The following table describes the required group attributes when creating a group in Axiad Conductor via SCIM. There are other data attributes such as id and meta that are included in the create response (but are not described below as they are part of the standard SCIM data definition).
SCIM Attribute | Value Data Type | Description |
---|---|---|
externalId | Single-value String | A user ID defined by the client.
|
displayName | Single-value String | The Group's display name. |
members | Multi-valued attribute | A list of group members
|
Example: Group Creation
The following is an example data payload for creating a group:
{ 'displayName': 'architect compelling experiences',
'externalId': '1476d9d6-421f-4d38-96e0-a6055ae5e397',
'schemas': ['urn:ietf:params:scim:schemas:core:2.0:Group']}
Create group response:
<Response [201]>
{ 'displayName': 'architect compelling experiences',
'externalId': '1476d9d6-421f-4d38-96e0-a6055ae5e397',
'id': 'b8250d5f-f4e3-4e68-9b58-a6b57745f007',
'meta': { 'created': '2023-08-22T16:09:38Z',
'lastModified': '2023-08-22T16:09:38Z',
'location': 'https://ucms-testing.cloud.axiadids.net/secuera/api/v3/scim/axiadintegrations/Groups/b8250d5f-f4e3-4e68-9b58-a6b57745f007',
'resourceType': 'group'},
'schemas': ['urn:ietf:params:scim:schemas:core:2.0:Group']}
Example: Update a Group by Adding Members
The following is an example data payload for adding members to an existing group:
{ 'Operations': [ { 'op': 'add',
'path': 'members',
'value': [ { 'value': '49c2c6ab-881f-45ec-a4a0-27abcdef4ddd'},
{ 'value': 'b321f41a-49d8-4b81-8203-3f302ca90540'}]}],
'schemas': ['urn:ietf:params:scim:api:messages:2.0:PatchOp']}
Create group response:
<Response [200]>
{ 'displayName': 'strategize cutting-edge schemas',
'externalId': '1e1ad3bb-2855-4520-8d4a-88603fb36d73',
'id': '391f78dc-c8dd-4f80-9da0-c8bdb08af348',
'meta': { 'created': '2023-08-22T16:19:41Z',
'lastModified': '2023-08-22T16:19:41Z',
'location': 'https://testing.cloud.axiadids.net/secuera/api/v3/scim/axiadintegrations/Groups/391f78dc-c8dd-4f80-9da0-c8bdb08af348',
'resourceType': 'group'},
'schemas': ['urn:ietf:params:scim:schemas:core:2.0:Group']}
Data Mapping
If an attribute is sent by an IdP over SCIM, and the attribute is not mapped in the Axiad Conductor tenant, no errors return from Axiad Conductor to the IdP, and the unmapped information is not stored (per the SCIM standard RFC 7644, “Since the server is free to alter and/or ignore POSTed content“).

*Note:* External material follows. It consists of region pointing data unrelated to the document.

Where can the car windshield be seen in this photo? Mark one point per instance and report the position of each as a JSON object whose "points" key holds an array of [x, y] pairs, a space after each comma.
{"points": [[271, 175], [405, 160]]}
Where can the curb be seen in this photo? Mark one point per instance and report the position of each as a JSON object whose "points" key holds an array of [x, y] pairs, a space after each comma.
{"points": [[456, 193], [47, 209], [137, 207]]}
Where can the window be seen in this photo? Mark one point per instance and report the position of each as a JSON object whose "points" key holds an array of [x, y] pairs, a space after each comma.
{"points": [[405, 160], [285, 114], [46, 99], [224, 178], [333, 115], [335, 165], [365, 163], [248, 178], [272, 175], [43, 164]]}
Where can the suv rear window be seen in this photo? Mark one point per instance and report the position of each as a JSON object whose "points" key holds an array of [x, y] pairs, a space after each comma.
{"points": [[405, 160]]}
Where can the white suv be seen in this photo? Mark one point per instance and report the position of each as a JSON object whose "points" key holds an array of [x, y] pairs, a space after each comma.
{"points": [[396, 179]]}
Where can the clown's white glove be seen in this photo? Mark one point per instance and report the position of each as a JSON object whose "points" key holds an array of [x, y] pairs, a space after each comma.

Since the data is not mapped, it is not returned to the IdP and fails validation. This may cause the IdP to queue the non-mapped data to be sent again in the next SCIM synchronization. This causes additional SCIM synchronizations until the data is mapped.
To avoid this, contact the Axiad Customer Success team to ensure the required data fields are synchronized.